Anyone have this kind of experience before? Possibly a chip laying on some windings or some such? Any quick and dirty resistance readings I could take to diagnose or rule anything out?
 
Disconnect the wires from the circuit breaker, then use your ohmmeter:

check from each leg to ground. Turn the Fwd/Rev switch "on" and check again. Should measure "infinite" in both cases.

Check from leg to leg to leg (switch "off"). Should be infinite.

Check from leg to leg to leg (switch "on"). Should be some relatively low resistance, depending on motor Hp and whether it's wired for 480 or 240 volts. Resistance should be the same for all 3 measurements.

If you get different readings on one of the measurements above, remove the cover from the switch and measure the motor leads directly, leg to leg, to leg.

If it's a drum type of switch, usual on a knee mill, my bet is that the switch has a burned contact and the motor is "single-phasing", which will blow fuses/pop circuit breakers.
 
+1 on the single phasing diagnosis and the inspection of either a cooked or loose contact in a drum switch or mag.

Once a winding shorts in the motor you need a rewind. If the tough insulation is intact, chips and dirt won't affect them unless they cut or penetrate this insulation.

If the controls are ruled out, the motor can be megged which should easily (usually) find any defect in the windings.



Stuart
 
Finally got around to doing some resistance measurements, and everything seems fine as per jdunmyer's post.

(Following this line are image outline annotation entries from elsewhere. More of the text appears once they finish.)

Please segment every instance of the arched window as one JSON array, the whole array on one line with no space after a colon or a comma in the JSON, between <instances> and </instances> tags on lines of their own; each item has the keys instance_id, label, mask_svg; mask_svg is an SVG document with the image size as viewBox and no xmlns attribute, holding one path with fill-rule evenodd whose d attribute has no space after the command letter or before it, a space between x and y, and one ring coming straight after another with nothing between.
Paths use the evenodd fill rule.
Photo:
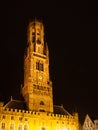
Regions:
<instances>
[{"instance_id":1,"label":"arched window","mask_svg":"<svg viewBox=\"0 0 98 130\"><path fill-rule=\"evenodd\" d=\"M14 124L10 124L10 130L14 130Z\"/></svg>"},{"instance_id":2,"label":"arched window","mask_svg":"<svg viewBox=\"0 0 98 130\"><path fill-rule=\"evenodd\" d=\"M19 125L18 130L22 130L22 125Z\"/></svg>"},{"instance_id":3,"label":"arched window","mask_svg":"<svg viewBox=\"0 0 98 130\"><path fill-rule=\"evenodd\" d=\"M43 101L41 101L41 102L40 102L40 105L44 105L44 102L43 102Z\"/></svg>"},{"instance_id":4,"label":"arched window","mask_svg":"<svg viewBox=\"0 0 98 130\"><path fill-rule=\"evenodd\" d=\"M2 126L1 126L2 130L5 129L5 123L2 123Z\"/></svg>"},{"instance_id":5,"label":"arched window","mask_svg":"<svg viewBox=\"0 0 98 130\"><path fill-rule=\"evenodd\" d=\"M24 130L28 130L28 126L27 125L24 125Z\"/></svg>"}]
</instances>

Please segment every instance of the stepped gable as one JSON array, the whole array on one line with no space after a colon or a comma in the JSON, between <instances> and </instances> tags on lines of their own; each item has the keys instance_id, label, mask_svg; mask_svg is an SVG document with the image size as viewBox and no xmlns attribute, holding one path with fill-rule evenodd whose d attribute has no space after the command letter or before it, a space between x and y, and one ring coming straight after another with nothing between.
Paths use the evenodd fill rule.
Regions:
<instances>
[{"instance_id":1,"label":"stepped gable","mask_svg":"<svg viewBox=\"0 0 98 130\"><path fill-rule=\"evenodd\" d=\"M61 106L54 105L54 114L71 116L71 114L62 105Z\"/></svg>"},{"instance_id":2,"label":"stepped gable","mask_svg":"<svg viewBox=\"0 0 98 130\"><path fill-rule=\"evenodd\" d=\"M27 110L26 104L24 101L21 100L14 100L11 99L4 108L12 108L12 109L21 109L21 110Z\"/></svg>"},{"instance_id":3,"label":"stepped gable","mask_svg":"<svg viewBox=\"0 0 98 130\"><path fill-rule=\"evenodd\" d=\"M62 105L61 106L54 105L53 107L54 107L54 114L71 116L71 114ZM4 106L4 108L27 110L27 107L24 101L14 100L14 99L11 99Z\"/></svg>"}]
</instances>

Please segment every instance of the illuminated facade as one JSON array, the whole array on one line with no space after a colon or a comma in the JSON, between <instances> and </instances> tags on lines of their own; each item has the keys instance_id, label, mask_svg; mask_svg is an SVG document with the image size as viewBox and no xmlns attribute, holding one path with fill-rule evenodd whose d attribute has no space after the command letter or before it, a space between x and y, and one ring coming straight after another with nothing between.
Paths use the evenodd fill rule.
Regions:
<instances>
[{"instance_id":1,"label":"illuminated facade","mask_svg":"<svg viewBox=\"0 0 98 130\"><path fill-rule=\"evenodd\" d=\"M28 25L21 92L24 100L0 102L0 130L78 130L78 113L53 104L49 50L38 20Z\"/></svg>"},{"instance_id":2,"label":"illuminated facade","mask_svg":"<svg viewBox=\"0 0 98 130\"><path fill-rule=\"evenodd\" d=\"M98 119L91 119L87 114L83 123L83 130L98 130Z\"/></svg>"}]
</instances>

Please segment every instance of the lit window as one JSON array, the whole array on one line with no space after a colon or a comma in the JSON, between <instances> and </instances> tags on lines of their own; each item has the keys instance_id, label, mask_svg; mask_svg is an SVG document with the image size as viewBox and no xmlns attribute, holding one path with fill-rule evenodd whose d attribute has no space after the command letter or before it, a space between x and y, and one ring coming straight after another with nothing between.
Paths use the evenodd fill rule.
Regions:
<instances>
[{"instance_id":1,"label":"lit window","mask_svg":"<svg viewBox=\"0 0 98 130\"><path fill-rule=\"evenodd\" d=\"M24 125L24 130L28 130L28 126L27 125Z\"/></svg>"},{"instance_id":2,"label":"lit window","mask_svg":"<svg viewBox=\"0 0 98 130\"><path fill-rule=\"evenodd\" d=\"M41 130L45 130L45 127L42 127Z\"/></svg>"},{"instance_id":3,"label":"lit window","mask_svg":"<svg viewBox=\"0 0 98 130\"><path fill-rule=\"evenodd\" d=\"M3 115L2 118L5 119L5 115Z\"/></svg>"},{"instance_id":4,"label":"lit window","mask_svg":"<svg viewBox=\"0 0 98 130\"><path fill-rule=\"evenodd\" d=\"M40 71L44 71L43 63L36 62L36 69Z\"/></svg>"},{"instance_id":5,"label":"lit window","mask_svg":"<svg viewBox=\"0 0 98 130\"><path fill-rule=\"evenodd\" d=\"M18 130L22 130L22 125L19 125Z\"/></svg>"},{"instance_id":6,"label":"lit window","mask_svg":"<svg viewBox=\"0 0 98 130\"><path fill-rule=\"evenodd\" d=\"M11 120L14 120L14 116L11 116Z\"/></svg>"},{"instance_id":7,"label":"lit window","mask_svg":"<svg viewBox=\"0 0 98 130\"><path fill-rule=\"evenodd\" d=\"M5 123L2 123L1 128L2 128L2 129L5 129Z\"/></svg>"},{"instance_id":8,"label":"lit window","mask_svg":"<svg viewBox=\"0 0 98 130\"><path fill-rule=\"evenodd\" d=\"M14 124L10 125L10 130L14 130Z\"/></svg>"},{"instance_id":9,"label":"lit window","mask_svg":"<svg viewBox=\"0 0 98 130\"><path fill-rule=\"evenodd\" d=\"M44 102L43 102L43 101L41 101L41 102L40 102L40 105L44 105Z\"/></svg>"}]
</instances>

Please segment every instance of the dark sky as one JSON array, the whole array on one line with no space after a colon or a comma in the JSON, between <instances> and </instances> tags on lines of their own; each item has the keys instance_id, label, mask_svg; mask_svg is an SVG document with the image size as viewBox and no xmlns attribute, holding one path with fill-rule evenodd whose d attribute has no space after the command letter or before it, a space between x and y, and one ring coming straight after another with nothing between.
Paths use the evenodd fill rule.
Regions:
<instances>
[{"instance_id":1,"label":"dark sky","mask_svg":"<svg viewBox=\"0 0 98 130\"><path fill-rule=\"evenodd\" d=\"M65 3L64 3L65 2ZM98 21L93 2L8 3L2 15L0 100L19 99L29 20L41 19L49 46L54 104L98 118Z\"/></svg>"}]
</instances>

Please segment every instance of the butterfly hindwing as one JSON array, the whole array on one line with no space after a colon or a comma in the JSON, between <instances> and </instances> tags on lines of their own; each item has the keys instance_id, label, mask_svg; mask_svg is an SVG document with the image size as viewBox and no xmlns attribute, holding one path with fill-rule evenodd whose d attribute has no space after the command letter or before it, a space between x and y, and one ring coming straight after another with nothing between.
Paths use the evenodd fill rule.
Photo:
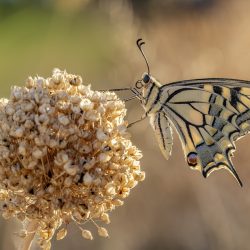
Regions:
<instances>
[{"instance_id":1,"label":"butterfly hindwing","mask_svg":"<svg viewBox=\"0 0 250 250\"><path fill-rule=\"evenodd\" d=\"M191 167L204 177L226 168L241 184L231 156L234 142L250 130L250 84L235 81L164 85L169 97L162 110L176 128Z\"/></svg>"}]
</instances>

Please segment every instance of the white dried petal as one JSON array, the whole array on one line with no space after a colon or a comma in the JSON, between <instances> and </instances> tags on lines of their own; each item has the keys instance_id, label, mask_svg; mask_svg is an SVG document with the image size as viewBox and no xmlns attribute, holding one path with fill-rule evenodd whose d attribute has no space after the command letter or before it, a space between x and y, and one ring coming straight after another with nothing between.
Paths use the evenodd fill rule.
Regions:
<instances>
[{"instance_id":1,"label":"white dried petal","mask_svg":"<svg viewBox=\"0 0 250 250\"><path fill-rule=\"evenodd\" d=\"M116 194L116 187L113 183L108 183L106 186L105 186L105 190L106 190L106 193L108 195L115 195Z\"/></svg>"},{"instance_id":2,"label":"white dried petal","mask_svg":"<svg viewBox=\"0 0 250 250\"><path fill-rule=\"evenodd\" d=\"M95 163L96 163L95 158L92 158L90 161L86 162L83 167L86 170L90 170L91 168L93 168L93 166L95 165Z\"/></svg>"},{"instance_id":3,"label":"white dried petal","mask_svg":"<svg viewBox=\"0 0 250 250\"><path fill-rule=\"evenodd\" d=\"M64 151L58 152L54 160L57 166L62 166L68 161L69 161L69 156Z\"/></svg>"},{"instance_id":4,"label":"white dried petal","mask_svg":"<svg viewBox=\"0 0 250 250\"><path fill-rule=\"evenodd\" d=\"M119 200L119 199L114 199L112 201L112 204L115 205L115 206L122 206L124 204L124 201Z\"/></svg>"},{"instance_id":5,"label":"white dried petal","mask_svg":"<svg viewBox=\"0 0 250 250\"><path fill-rule=\"evenodd\" d=\"M62 228L61 230L59 230L56 234L56 239L57 240L62 240L66 237L67 235L67 229L66 228Z\"/></svg>"},{"instance_id":6,"label":"white dried petal","mask_svg":"<svg viewBox=\"0 0 250 250\"><path fill-rule=\"evenodd\" d=\"M102 129L98 129L97 132L96 132L96 138L99 140L99 141L106 141L108 140L108 136L103 132Z\"/></svg>"},{"instance_id":7,"label":"white dried petal","mask_svg":"<svg viewBox=\"0 0 250 250\"><path fill-rule=\"evenodd\" d=\"M65 187L70 187L73 183L72 177L68 176L65 180L64 180L64 186Z\"/></svg>"},{"instance_id":8,"label":"white dried petal","mask_svg":"<svg viewBox=\"0 0 250 250\"><path fill-rule=\"evenodd\" d=\"M70 161L64 164L63 168L65 172L69 175L76 175L79 171L79 167L77 165L71 165Z\"/></svg>"},{"instance_id":9,"label":"white dried petal","mask_svg":"<svg viewBox=\"0 0 250 250\"><path fill-rule=\"evenodd\" d=\"M80 104L79 104L79 107L83 110L83 111L86 111L86 110L91 110L94 108L94 103L91 102L89 99L87 98L84 98L81 100Z\"/></svg>"},{"instance_id":10,"label":"white dried petal","mask_svg":"<svg viewBox=\"0 0 250 250\"><path fill-rule=\"evenodd\" d=\"M100 153L98 158L100 162L108 162L111 159L111 156L107 153Z\"/></svg>"},{"instance_id":11,"label":"white dried petal","mask_svg":"<svg viewBox=\"0 0 250 250\"><path fill-rule=\"evenodd\" d=\"M85 173L84 177L83 177L83 183L86 186L91 185L93 182L93 177L87 172Z\"/></svg>"},{"instance_id":12,"label":"white dried petal","mask_svg":"<svg viewBox=\"0 0 250 250\"><path fill-rule=\"evenodd\" d=\"M97 113L96 110L88 110L85 113L85 119L88 120L88 121L95 122L95 121L100 120L100 114Z\"/></svg>"},{"instance_id":13,"label":"white dried petal","mask_svg":"<svg viewBox=\"0 0 250 250\"><path fill-rule=\"evenodd\" d=\"M70 123L70 120L66 115L59 115L58 120L64 126L67 126Z\"/></svg>"},{"instance_id":14,"label":"white dried petal","mask_svg":"<svg viewBox=\"0 0 250 250\"><path fill-rule=\"evenodd\" d=\"M86 240L93 240L92 233L89 230L82 229L82 237Z\"/></svg>"},{"instance_id":15,"label":"white dried petal","mask_svg":"<svg viewBox=\"0 0 250 250\"><path fill-rule=\"evenodd\" d=\"M103 222L105 222L106 224L109 224L109 223L110 223L109 215L108 215L107 213L103 213L103 214L101 215L101 220L102 220Z\"/></svg>"},{"instance_id":16,"label":"white dried petal","mask_svg":"<svg viewBox=\"0 0 250 250\"><path fill-rule=\"evenodd\" d=\"M27 78L25 85L27 88L32 88L34 86L34 80L31 76Z\"/></svg>"}]
</instances>

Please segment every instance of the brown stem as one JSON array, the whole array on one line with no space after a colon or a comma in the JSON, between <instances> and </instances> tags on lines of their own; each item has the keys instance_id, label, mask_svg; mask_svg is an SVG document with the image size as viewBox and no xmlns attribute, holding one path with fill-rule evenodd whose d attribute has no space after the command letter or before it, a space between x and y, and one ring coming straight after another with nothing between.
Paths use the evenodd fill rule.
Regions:
<instances>
[{"instance_id":1,"label":"brown stem","mask_svg":"<svg viewBox=\"0 0 250 250\"><path fill-rule=\"evenodd\" d=\"M27 228L26 228L28 234L24 238L19 250L29 250L30 249L32 241L33 241L35 234L36 234L37 227L38 227L38 221L36 221L36 220L29 221Z\"/></svg>"}]
</instances>

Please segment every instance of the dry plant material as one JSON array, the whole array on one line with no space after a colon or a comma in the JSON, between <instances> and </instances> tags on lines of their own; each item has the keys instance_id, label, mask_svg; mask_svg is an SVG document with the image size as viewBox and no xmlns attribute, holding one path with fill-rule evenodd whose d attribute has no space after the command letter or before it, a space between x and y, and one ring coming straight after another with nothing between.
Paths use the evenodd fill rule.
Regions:
<instances>
[{"instance_id":1,"label":"dry plant material","mask_svg":"<svg viewBox=\"0 0 250 250\"><path fill-rule=\"evenodd\" d=\"M57 229L63 239L72 221L85 239L93 239L83 228L88 221L108 237L96 221L110 223L109 212L145 177L125 115L115 93L92 91L59 69L47 79L29 77L0 100L2 215L23 222L26 246L34 234L50 249Z\"/></svg>"}]
</instances>

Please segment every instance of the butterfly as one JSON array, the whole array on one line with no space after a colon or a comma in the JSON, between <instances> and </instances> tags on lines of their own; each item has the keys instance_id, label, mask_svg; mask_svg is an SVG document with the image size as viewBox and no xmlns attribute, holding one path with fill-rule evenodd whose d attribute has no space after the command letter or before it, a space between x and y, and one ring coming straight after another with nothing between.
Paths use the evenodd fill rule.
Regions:
<instances>
[{"instance_id":1,"label":"butterfly","mask_svg":"<svg viewBox=\"0 0 250 250\"><path fill-rule=\"evenodd\" d=\"M140 100L145 110L140 120L150 118L164 157L171 155L174 128L192 169L204 177L227 169L242 186L231 157L235 141L250 131L250 82L208 78L161 84L150 74L143 44L142 39L137 40L147 73L124 90L131 90Z\"/></svg>"}]
</instances>

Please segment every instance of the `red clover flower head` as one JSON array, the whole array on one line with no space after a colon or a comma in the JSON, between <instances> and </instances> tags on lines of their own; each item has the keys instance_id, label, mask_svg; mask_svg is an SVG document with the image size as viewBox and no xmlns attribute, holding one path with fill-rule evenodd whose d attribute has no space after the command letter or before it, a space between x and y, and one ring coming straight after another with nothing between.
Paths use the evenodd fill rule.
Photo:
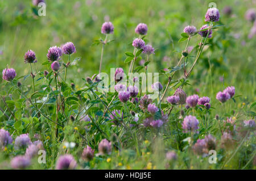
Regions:
<instances>
[{"instance_id":1,"label":"red clover flower head","mask_svg":"<svg viewBox=\"0 0 256 181\"><path fill-rule=\"evenodd\" d=\"M11 81L16 77L16 71L14 69L5 69L2 71L3 79L6 81Z\"/></svg>"},{"instance_id":2,"label":"red clover flower head","mask_svg":"<svg viewBox=\"0 0 256 181\"><path fill-rule=\"evenodd\" d=\"M71 54L73 53L76 52L76 47L72 42L66 43L63 47L62 47L62 49L63 50L64 53L67 54ZM59 51L58 49L58 52Z\"/></svg>"},{"instance_id":3,"label":"red clover flower head","mask_svg":"<svg viewBox=\"0 0 256 181\"><path fill-rule=\"evenodd\" d=\"M25 64L32 64L36 62L35 52L31 50L28 50L24 56L24 62Z\"/></svg>"},{"instance_id":4,"label":"red clover flower head","mask_svg":"<svg viewBox=\"0 0 256 181\"><path fill-rule=\"evenodd\" d=\"M55 61L51 65L51 68L52 68L52 70L55 71L58 71L58 70L60 69L60 64L59 64L59 62L57 61Z\"/></svg>"},{"instance_id":5,"label":"red clover flower head","mask_svg":"<svg viewBox=\"0 0 256 181\"><path fill-rule=\"evenodd\" d=\"M144 35L147 34L147 24L144 23L139 23L137 25L136 27L136 28L135 29L135 32L136 33L138 33L139 35Z\"/></svg>"},{"instance_id":6,"label":"red clover flower head","mask_svg":"<svg viewBox=\"0 0 256 181\"><path fill-rule=\"evenodd\" d=\"M215 7L208 9L205 18L205 22L218 22L220 18L218 10Z\"/></svg>"},{"instance_id":7,"label":"red clover flower head","mask_svg":"<svg viewBox=\"0 0 256 181\"><path fill-rule=\"evenodd\" d=\"M142 53L150 55L150 54L155 54L155 49L150 45L146 45L142 47Z\"/></svg>"},{"instance_id":8,"label":"red clover flower head","mask_svg":"<svg viewBox=\"0 0 256 181\"><path fill-rule=\"evenodd\" d=\"M102 34L112 34L114 32L114 26L111 22L105 22L101 27Z\"/></svg>"},{"instance_id":9,"label":"red clover flower head","mask_svg":"<svg viewBox=\"0 0 256 181\"><path fill-rule=\"evenodd\" d=\"M56 61L59 59L60 54L59 49L57 46L50 47L48 50L47 58L52 62Z\"/></svg>"}]
</instances>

Measuring from leg to leg to leg with the switch on shows the same low resistance value. The switch isn't bad either - I did the resistance measurements upstream of the drum switch.
 
I would take the motor to a motor shop and have it load tested. It sounds like one leg is going to ground when you power the mill up.

The motor may read OK with a Ohmmeter but when hit with full voltage under a starting load a winding will short to itself or to ground. A megger 'may' see this problem while the motor is still on the machine but it may not.